O discurso de Fernández, Gómez e Arruti é um choque frontal com uma realidade económica e profissional menos encantadora. Mas cabe esperar que algo mude depois de se recolher os pedaços quebrados. Se empresas como a Amazon e a Netflix  triunfaram segmentando por comportamentos e estilos de vida, em vez de critérios como idade, não é porque acreditem que seja justo e sensato fazer isso, mas porque é oportuno, tal como mostram as cifras do texto de The Telegraph: 96% das mulheres de mais de 40 anos não se sentem de “meia idade”; 80% acreditam que os pressupostos da sociedade sobre as mulheres de meia idade não representamas suas vidas; 67%  consideram-se  em sua plenitude de vida; 84% dizem que não se definem por sua idade e 91% não acreditam que os anunciantes as entendam.

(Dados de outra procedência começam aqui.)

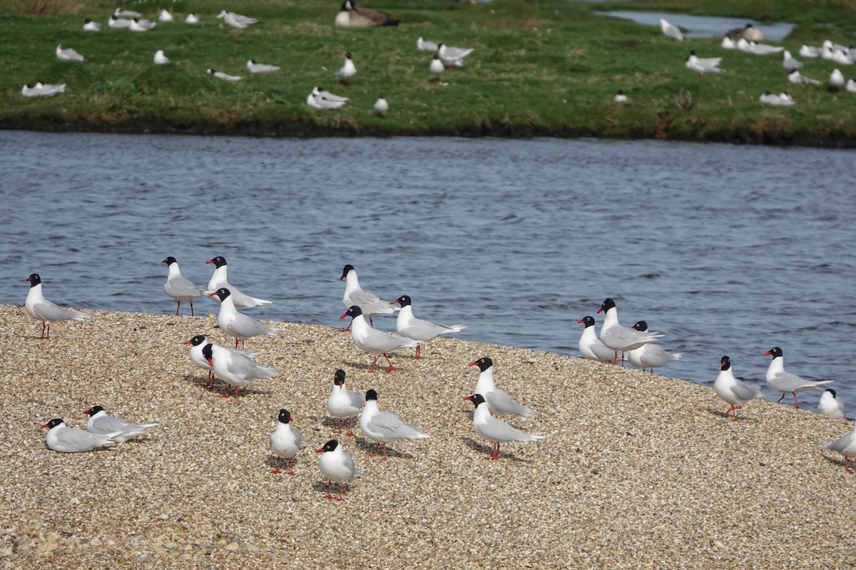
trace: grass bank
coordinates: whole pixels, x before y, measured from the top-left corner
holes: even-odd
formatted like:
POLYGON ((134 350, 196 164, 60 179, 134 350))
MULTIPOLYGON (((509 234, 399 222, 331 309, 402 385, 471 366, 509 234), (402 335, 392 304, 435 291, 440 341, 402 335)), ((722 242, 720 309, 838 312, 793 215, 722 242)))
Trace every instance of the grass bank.
MULTIPOLYGON (((797 24, 783 43, 823 39, 856 43, 856 8, 844 0, 769 3, 691 0, 589 3, 564 0, 497 0, 469 5, 439 0, 366 0, 401 21, 398 27, 342 29, 332 25, 339 4, 249 0, 232 8, 262 21, 235 30, 202 2, 137 2, 157 18, 169 6, 176 21, 147 32, 114 30, 115 3, 100 0, 13 0, 0 9, 0 128, 110 132, 184 132, 252 136, 592 136, 856 147, 856 94, 788 83, 776 56, 719 46, 719 38, 679 43, 659 29, 604 18, 599 9, 657 10, 731 15, 797 24), (183 23, 188 12, 202 23, 183 23), (82 29, 89 17, 99 32, 82 29), (467 66, 442 83, 428 71, 431 55, 416 50, 419 36, 475 49, 467 66), (60 62, 58 44, 86 56, 60 62), (172 63, 155 66, 157 50, 172 63), (722 56, 728 73, 700 79, 684 68, 690 50, 722 56), (346 51, 358 73, 350 86, 333 73, 346 51), (251 75, 253 58, 282 67, 251 75), (214 68, 243 75, 227 83, 214 68), (24 97, 21 87, 65 83, 53 97, 24 97), (346 95, 336 111, 308 109, 313 85, 346 95), (616 105, 622 89, 628 104, 616 105), (762 107, 764 91, 788 91, 792 108, 762 107), (385 94, 390 112, 372 104, 385 94)), ((804 60, 805 75, 825 84, 834 64, 804 60)), ((856 76, 856 66, 842 68, 856 76)))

Se são os únicos que estão atentos, o que esperam para tentar?

Fonte: EL PAIS  - Maria Garrida

( * )  “Millennials”.  A Geração Y, também chamada geração do milénio ou geração da internet, o  termo "millenial" foi criado pelo historiador e economista norte-americano Neil Howe nos anos 1990. Faz menção à geração nascida a partir do início dos anos 80.

( * ) Xennials – Micro geração dos nascidos entre 1977 e 1983, ou seja,  a geração nascida entre a Geração X e os Millenials” , quando a saga Star Wars foi lançada. São a última geração que se lembra como era a vida antes da internet. Não são descontentes como a Geração X nem optimistas como os Millennials. Já não são uma ponte entre ambas. São os Xennials.

(**) Pleistoceno - Época geológica na história da Terra que, segundo muitos geólogos, começou há cerca de 1.750.000 anos e terminou aproximadamente há dez mil anos. Os antropólogos crêem que o ser humano primitivo começou gradualmente a evoluir para a forma actual durante o Plistoceno.